§ 15. Mr. Clinton Davis
asked the Secretary of State for the Environment what recent representations he has received from local authorities, organisations representing local authorities and other organisations concerned with housing urging him to defer the implementation of the Housing Finance Act.
§ Mr. Davis
Is it not a fact that the Association of Municipal Corporations and the London Boroughs Association, among many such bodies, have protested about the early implementation of the Act? Is it not a fact also that the Government have done utterly inadequate research into the financial implications of the Act for council tenants? Are not the bogus figures which have been presented by the Prime Minister, representing an increase of 7½ per cent. for council tenants, totally misleading since if one excludes the 1 million council tenants who have already suffered an increase of 50p, the total increase will be likely to be about 13½ per cent.? Why cannot the Minister come clean about it?
§ Mr. Kinsey
Will my right hon. Friend take it that the poorer paid people in my constituency are anxiously looking forward to the implementation of this scheme, which will be of tremendous help to them?
§ Mr. Amery
I am sure that my hon. Friend is right. Any local authority, association or other body which seeks to defer the introduction of the Act is seeking to defer the granting of rebates and allowances to those who need them most and the introduction of the slum clearance and rising cost subsidies to help authorities which have slums and overcrowding.
§ Mr. Freeson
This is a fantastic situation. Presumably the Act will be in operation as from today. It has received Royal Assent, or will do so sometime today at the very latest. Is not the right hon. Gentleman aware that copies should be available for those who will have to implement it? This is the main point of my query. There are only two or three weeks between enactment and the implementation of all the procedures that local authorities will have to undertake to implement the provisions of the Act—irrespective of rebate schemes which in any event could be operated with or without the Act. It is an impossible situation for hundreds upon hundreds of local authorities. There is complete confusion about what the 1713 Government have in mind as the basis of their rental policy.
§ Mr. Amery
With his long experience of local government, of which he sometimes reminds us, the hon. Gentleman will know perfectly well that the associations and the local authorities have not only studied the Bill but have studied all the Amendments and know exactly how the Act stands. Implementation, as we discussed when we considered Lords Amendments, is to be a fortnight after 27th July. I have not done the sums to see whether we have reached that date, but the Act will be available in a consolidated form as soon as possible.

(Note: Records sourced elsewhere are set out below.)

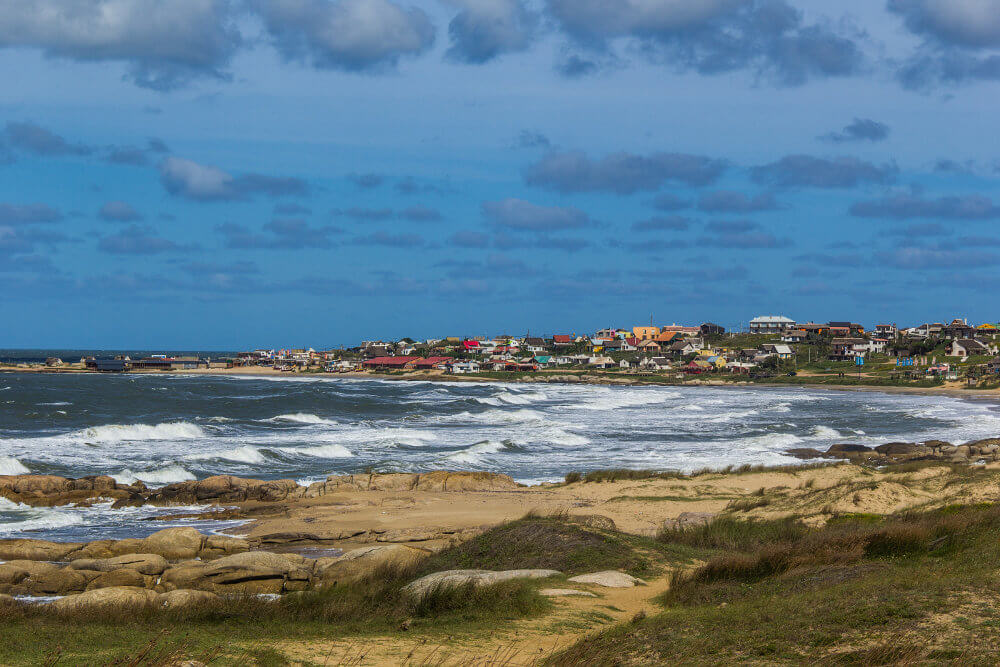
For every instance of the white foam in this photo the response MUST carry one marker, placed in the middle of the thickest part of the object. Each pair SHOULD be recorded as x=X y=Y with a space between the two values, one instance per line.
x=165 y=475
x=301 y=418
x=11 y=466
x=113 y=433
x=330 y=451
x=244 y=454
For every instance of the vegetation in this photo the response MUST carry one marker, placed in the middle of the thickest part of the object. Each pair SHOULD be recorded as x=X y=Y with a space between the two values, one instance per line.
x=913 y=588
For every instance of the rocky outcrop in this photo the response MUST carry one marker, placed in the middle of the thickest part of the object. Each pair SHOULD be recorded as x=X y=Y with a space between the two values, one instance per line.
x=51 y=490
x=450 y=578
x=431 y=481
x=608 y=579
x=223 y=489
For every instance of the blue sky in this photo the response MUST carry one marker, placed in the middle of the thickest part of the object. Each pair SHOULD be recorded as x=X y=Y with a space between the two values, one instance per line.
x=235 y=173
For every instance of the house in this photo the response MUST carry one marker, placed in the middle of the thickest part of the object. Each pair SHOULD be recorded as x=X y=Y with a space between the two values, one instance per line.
x=966 y=347
x=887 y=331
x=711 y=329
x=777 y=350
x=794 y=336
x=390 y=363
x=848 y=349
x=656 y=363
x=463 y=367
x=958 y=329
x=771 y=324
x=645 y=333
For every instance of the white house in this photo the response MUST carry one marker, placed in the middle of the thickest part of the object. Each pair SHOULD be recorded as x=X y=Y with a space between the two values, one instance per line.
x=771 y=324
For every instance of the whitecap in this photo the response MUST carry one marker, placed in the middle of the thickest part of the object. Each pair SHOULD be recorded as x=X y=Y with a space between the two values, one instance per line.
x=11 y=466
x=166 y=475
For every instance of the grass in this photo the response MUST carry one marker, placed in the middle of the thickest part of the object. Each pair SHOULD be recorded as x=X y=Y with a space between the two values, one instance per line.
x=911 y=588
x=546 y=542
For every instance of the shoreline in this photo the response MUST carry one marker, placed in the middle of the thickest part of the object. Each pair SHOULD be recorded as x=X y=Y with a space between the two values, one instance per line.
x=583 y=377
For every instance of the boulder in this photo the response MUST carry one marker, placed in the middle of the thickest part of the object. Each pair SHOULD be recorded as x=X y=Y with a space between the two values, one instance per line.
x=152 y=564
x=119 y=597
x=184 y=599
x=450 y=578
x=225 y=489
x=120 y=577
x=174 y=543
x=23 y=549
x=608 y=579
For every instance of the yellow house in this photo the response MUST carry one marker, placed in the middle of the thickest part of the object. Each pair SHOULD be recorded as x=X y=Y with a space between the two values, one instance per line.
x=645 y=333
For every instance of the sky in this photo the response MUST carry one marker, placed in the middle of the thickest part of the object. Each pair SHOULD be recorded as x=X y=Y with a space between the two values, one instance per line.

§ 31. Mr. Geoffrey Finsberg
asked the Secretary of State for the Environment how many, and which, local authorities in England and Wales have notified him since the Royal Assent was given to the Housing Finance Bill of their intention not to implement the legislation.
§ Mr. Finsberg
Will my right hon. Friend consider telling this authority and any other that may decide to break the law that it is against the interests of its own tenants who may well suffer and against the interests of private tenants who may have rent allowances delayed? Will he also tell it that the housing commissioner, if appointed, might under the Act be given powers to sell council houses to tenants?
§ Mr. Amery
I share my hon. Friend's astonishment that Camden of all places should have taken this line. It seems that both tenant and ratepayer stand to benefit very much from the Act. I take my hon. Friend's point that any local authority which follows the line that Camden has so far taken would be extremely unwise. I cannot believe that Camden will persist with this line and there is plenty of time for it to take a more reasonable attitude.
§ Mr. Bidwell
Will the right hon. Gentleman agree that by an earlier reply he must have caused considerable confusion in the ranks of the Conservative Party about the effects of the Housing Finance Act since it felt that the intention of the Act was to save subsidies and the taxation of millionaires and people getting up to that mark? Does his reply 1714 mean that there is no real reason for this anxiety in the Labour-controlled authorities because, as with other policies, the Government are now on an entirely new tack?
§ Mr. Amery
I cannot help feeling that the hon. Gentleman has not perhaps followed our debate and discussions on the Bill as closely as he might have done. If he had, he would have realised that the emphasis from the beginning has been on the need to provide more subsidy finance for people and areas of need, for rebates and allowances for individuals and for a better slum clearance subsidy and rising costs subsidy to deal with overcrowding.